Cosa sono i derivati finanziari: un po’ di storia

di marconotari

Pubblicato 2 Gennaio 2013
Aggiornato 13 Marzo 2020 16:34

I contratti derivati hanno origini molto remote. Per quanto il termine sia divenuto di pubblico dominio soltanto in questi anni di crisi, dopo lo ‘scandalo’ legato ai mutui sub-prime, formule abbastanza semplici di questa variegata categoria di contratti erano utilizzate già in epoca medievale e rinascimentale, soprattutto in alcune città italiane allora leader dell’economia continentale. Forme più complesse di options e futures erano adoperate quasi mezzo secolo fa, quando sulla borsa di Amsterdam tantissimi facoltosi interessati alle spedizioni delle allora Compagnie delle Indie erano soliti ricorrere a tali strumenti per assicurarsi sulle somme investite nelle imbarcazioni coinvolte, la cui costituzione patrimoniale, in effetti, ha anticipato lo schema finanziario e partecipativo delle moderne Società per azioni. Ovviamente già in quei periodi questi prodotti si prestavano a frodi, abusi e raggiri vari, tanto che nel libro Confusion de Confusiones dell’ebreo portoghese Josè Penso de la Vega, fuggito nella capitale olandese per le persecuzioni religiose subite dal suo popolo, si leggono tutta una serie di ironiche e velenose arringhe contro i fantasiosi meccanismi complessi che caratterizzavano i contratti negoziati sulla piazza di Amsterdam. Contratti che, nel 18° secolo, precisamente nel 1733, furono addirittura vietati sulla piazza di Londra a seguito di uno dei tanti scandali finanziari che hanno accompagnato la storia della City.
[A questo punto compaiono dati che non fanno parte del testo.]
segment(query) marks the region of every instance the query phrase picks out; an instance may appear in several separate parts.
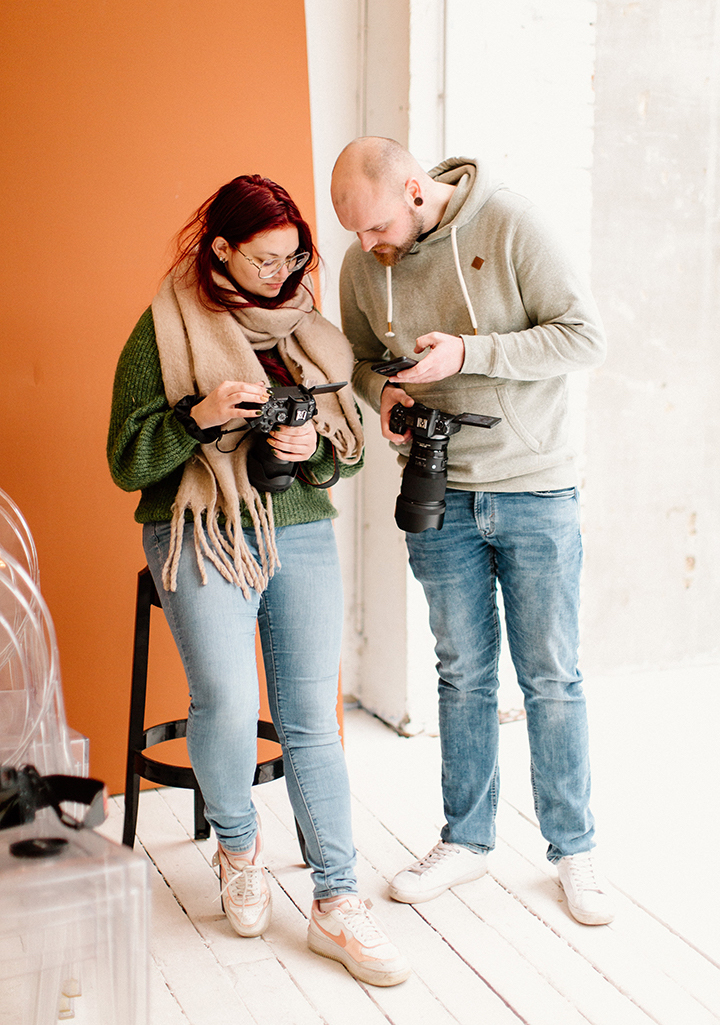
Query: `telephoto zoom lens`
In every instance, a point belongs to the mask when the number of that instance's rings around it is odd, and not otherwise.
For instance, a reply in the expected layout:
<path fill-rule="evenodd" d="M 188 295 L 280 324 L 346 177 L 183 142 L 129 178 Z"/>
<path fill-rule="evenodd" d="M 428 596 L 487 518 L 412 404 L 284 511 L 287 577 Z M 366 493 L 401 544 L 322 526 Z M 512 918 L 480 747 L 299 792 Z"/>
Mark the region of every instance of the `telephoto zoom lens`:
<path fill-rule="evenodd" d="M 495 427 L 500 417 L 482 413 L 441 413 L 416 402 L 396 403 L 390 410 L 393 434 L 412 433 L 410 455 L 403 471 L 400 494 L 395 503 L 395 522 L 408 534 L 434 527 L 440 530 L 445 518 L 447 447 L 461 425 Z"/>
<path fill-rule="evenodd" d="M 408 534 L 443 525 L 448 441 L 447 436 L 413 438 L 395 503 L 395 522 Z"/>

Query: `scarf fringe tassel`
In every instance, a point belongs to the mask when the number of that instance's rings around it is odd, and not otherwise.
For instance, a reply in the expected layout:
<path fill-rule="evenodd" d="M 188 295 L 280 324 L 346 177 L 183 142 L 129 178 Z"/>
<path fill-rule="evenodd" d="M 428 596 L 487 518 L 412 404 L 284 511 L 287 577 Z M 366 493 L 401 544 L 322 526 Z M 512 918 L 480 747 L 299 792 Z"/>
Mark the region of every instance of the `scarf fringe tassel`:
<path fill-rule="evenodd" d="M 225 514 L 226 541 L 218 523 L 218 514 L 224 510 L 220 510 L 217 506 L 212 510 L 207 509 L 207 511 L 201 506 L 193 508 L 190 502 L 185 503 L 182 508 L 175 505 L 173 506 L 170 530 L 170 548 L 162 572 L 163 587 L 166 591 L 177 590 L 185 512 L 188 510 L 192 512 L 193 516 L 195 557 L 203 584 L 207 584 L 207 572 L 204 565 L 204 561 L 207 559 L 225 580 L 240 588 L 245 598 L 250 597 L 250 588 L 254 588 L 258 594 L 265 590 L 270 577 L 280 569 L 280 559 L 275 543 L 272 499 L 268 495 L 266 507 L 255 489 L 253 489 L 252 496 L 248 495 L 247 498 L 250 499 L 250 502 L 246 502 L 246 504 L 248 507 L 252 504 L 254 513 L 252 520 L 260 554 L 260 565 L 245 540 L 239 510 L 235 512 L 234 516 Z M 203 523 L 203 512 L 206 512 L 205 523 Z"/>

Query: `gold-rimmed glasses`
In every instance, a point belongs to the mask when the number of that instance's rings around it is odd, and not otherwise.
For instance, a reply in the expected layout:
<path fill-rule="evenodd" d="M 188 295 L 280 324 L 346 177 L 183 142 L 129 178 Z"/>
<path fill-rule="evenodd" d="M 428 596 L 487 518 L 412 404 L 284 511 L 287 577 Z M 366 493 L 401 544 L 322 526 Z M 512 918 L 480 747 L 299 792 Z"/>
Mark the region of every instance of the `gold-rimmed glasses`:
<path fill-rule="evenodd" d="M 293 253 L 292 256 L 286 257 L 284 260 L 263 260 L 262 263 L 255 263 L 249 256 L 245 256 L 245 253 L 241 249 L 235 248 L 235 252 L 240 253 L 244 260 L 251 263 L 258 272 L 258 277 L 261 281 L 266 281 L 267 278 L 274 278 L 276 274 L 279 274 L 283 267 L 287 267 L 288 274 L 293 274 L 296 270 L 300 270 L 310 259 L 310 253 Z"/>

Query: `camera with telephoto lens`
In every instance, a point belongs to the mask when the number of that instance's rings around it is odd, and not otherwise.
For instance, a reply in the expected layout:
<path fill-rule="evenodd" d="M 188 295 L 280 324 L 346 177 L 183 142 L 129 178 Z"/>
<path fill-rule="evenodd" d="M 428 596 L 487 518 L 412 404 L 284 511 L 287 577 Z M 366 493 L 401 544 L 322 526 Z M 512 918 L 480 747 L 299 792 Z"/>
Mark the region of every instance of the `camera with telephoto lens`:
<path fill-rule="evenodd" d="M 261 407 L 260 415 L 251 421 L 250 430 L 258 437 L 248 452 L 248 479 L 258 491 L 287 491 L 295 479 L 298 464 L 279 459 L 268 443 L 267 435 L 276 427 L 302 427 L 312 420 L 317 410 L 315 395 L 326 395 L 328 392 L 340 391 L 347 381 L 334 384 L 317 384 L 306 388 L 302 384 L 291 387 L 269 388 L 270 398 Z M 247 408 L 239 403 L 238 408 Z"/>
<path fill-rule="evenodd" d="M 463 425 L 494 427 L 499 416 L 481 413 L 441 413 L 416 402 L 399 402 L 390 410 L 393 434 L 412 432 L 410 455 L 403 471 L 400 494 L 395 503 L 395 522 L 408 534 L 419 534 L 429 527 L 440 530 L 445 516 L 447 484 L 447 447 L 453 434 Z"/>
<path fill-rule="evenodd" d="M 84 818 L 64 811 L 60 807 L 64 801 L 86 804 Z M 0 766 L 0 829 L 33 822 L 40 808 L 53 808 L 63 825 L 72 829 L 92 829 L 107 817 L 105 784 L 85 776 L 41 776 L 32 765 Z"/>

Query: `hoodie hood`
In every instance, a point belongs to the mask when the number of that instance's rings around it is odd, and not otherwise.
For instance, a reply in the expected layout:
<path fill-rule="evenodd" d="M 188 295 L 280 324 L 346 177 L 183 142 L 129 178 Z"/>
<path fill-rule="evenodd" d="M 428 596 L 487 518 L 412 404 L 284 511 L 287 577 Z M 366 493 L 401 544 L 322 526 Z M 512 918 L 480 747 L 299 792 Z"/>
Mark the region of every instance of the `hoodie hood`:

In epoca moderna e con l’espansione dell’economia Usa futures ed options hanno assunto sempre più importanza. Negli Stati Uniti, dove un mercato dei futures sulle merci agricole si è insediato già dagli inizi dell’Ottocento, nel 1972 ha iniziato a prendere piede un vero e proprio mercato future dei prodotti finanziari. In quell’anno, infatti, il presidente Nixon decideva l’uscita unilaterale del Paese dagli accordi di Bretton Woods ed il conseguente passaggio, di fatto, ad un regime di cambi flessibili a seguito delle grosse incertezze sull’andamento dei tassi di interesse, di inflazione e, appunto, dei tassi di cambio insite nel legame fino a quel momento vigente tra oro, dollaro e altre valute mondiali. Le difficoltà di calmierare la speculazione sul debito accumulato dalla superpotenza mondiale per mantenere la propria leadership conquistata nel secondo dopoguerra rendevano ormai l’economia Usa aggredibile da più parti proprio attraverso il cambio fisso con il dollaro sicché il passaggio al regime di cambi flessibili, da un lato, e il ricorso a strumenti di protezione come i derivati, dall’altro, sembravano poter ‘tamponare’, se non addirittura risolvere, il temutissimo crollo degli equilibri politici ed economici raggiunti fino a quel momento. Ma la crisi petrolifera dell’anno successivo amplificava ancor più l’esigenza di strumenti ‘assicurativi’ su scala globale e proprio nel 1973 esordivano le opzioni sui titoli azionari al Chicago Board Options Exchange, mercato dove oggi si trattano opzioni su azioni, obbligazioni, monete, metalli e tantissimi indici di varia natura, mentre Londra iniziava, nel contempo, il suo cammino verso la conquista della leadership del mercato dei futures.

Oggi il mercato dei derivati è diventato fondamentale e spesso è proprio attraverso l’andamento di options e futures che si elaborano previsioni di breve e medio periodo circa l’andamento dell’economia di un bene, un Paese o un’intera area economica e monetaria. Il motivo è semplice: gli operatori che muovono ingenti somme di denaro in questi mercati sono considerati depositari di informazioni privilegiate e spesso coincidono con quei grossi investitori che possono incidere sull’andamento dei prezzi del sottostante attraverso le proprie negoziazioni. Non è un caso, infatti, che ogni volta ci sia una crisi si cerchi di regolamentare in modo più deciso tali mercati e limitarne l’operatività attraverso norme restrittive o tassazioni più elevate sui profitti. La storia recente ha evidenziato, però, che non sono gli strumenti finanziari o i regimi di cambio a fare il bello o il cattivo tempo dell’economia globale ma l’utilizzo di questi in modo fuorviante e la debolezza del mondo politico verso le lobby che riescono ad insinuarsi in tutti i mercati, reali o finanziari che siano, operando ben ‘fuori dagli schemi’.